47

572 74 13
                                    

ramein, kalo rame mau update cepet wkwk

-




Bagi Livia, kabar bahwa Andin-chair matenya setelah Diandra pergi-jatuh sakit adalah salah satu dari kesialannya pagi ini.

Bukan karena masalah ia yang kesepian karena bangku sampingnya kosong, ah bahkan Liv tidak terlalu akrab dengan gadis itu. Melainkan, peluang apa yang akan terjadi saat kursi sebelahnya itu kosong.

"Gak capek belajar terus?"

Nah, ini yang Livia maksud.

"Selain bangunan, kursi juga kalo kosong bentar langsung diisi demit ya?"

Jleb!

Agarish yang mendengar itu tampak menyentuh dadanya dengan ekspresi dramatis.

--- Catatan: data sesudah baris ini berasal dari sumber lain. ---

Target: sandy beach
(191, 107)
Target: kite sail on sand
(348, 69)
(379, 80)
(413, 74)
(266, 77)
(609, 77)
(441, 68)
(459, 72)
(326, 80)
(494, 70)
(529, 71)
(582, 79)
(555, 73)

Tampaknya, Agarish memang sudah kembali ke setelan awalnya.

"Selain kaki, lidah lo juga gampang keseleo, ya?" timpalnya. "Jahat amat gue yang cakep begini disebut dedemit."

Selain masakan buatan Bunda Sera, Agarish juga rutin sarapan dengan ucapan sinis Livia selama minggu ini. Tapi tak masalah, karena ia tahu ini yang harusnya ditanggungnya setelah mengecewakan gadis itu berkali-kali. Dan tanpa rasa kapok, ia juga rela memohon-mohon untuk memperbaiki semuanya meski respon yang didapat biasanya hanya delikan tajam.

Tampaknya, gadis itu memang mengukuhkan niat untuk menjauhinya.

Bahkan, tahu-tahu Livia telah mendaftar di salah satu tempat bimbel dam menyibukkan dirinya dengan belajar.

"Lo sengaja ya, ikut bimbel biar bisa jauhin gue?"

Lagi-lagi delikan sinis Agarish dapat dari Livia yang tengah berkutat dengan buku besarnya. Astaga, bahkan ini masih pagi. Jam pelajaran di sekolah pun belum dimulai, tapi gadis itu sudah sibuk sendiri dengan bukunya.

"Bisa gak turunin dikit sifat kepedean lo itu?"

"Gak bisa, kalo gue gak pede, gimana caranya gue ngejar lo?"

Livia tertawa sumbang mendengar itu. "Lo tuh gak tahu diri banget ya?" ujarnya tajam.

"Liv astaga." Agarish menjambak rambutnya sendiri karena frustasi. "Gue bisa jelasin semuanya nan-"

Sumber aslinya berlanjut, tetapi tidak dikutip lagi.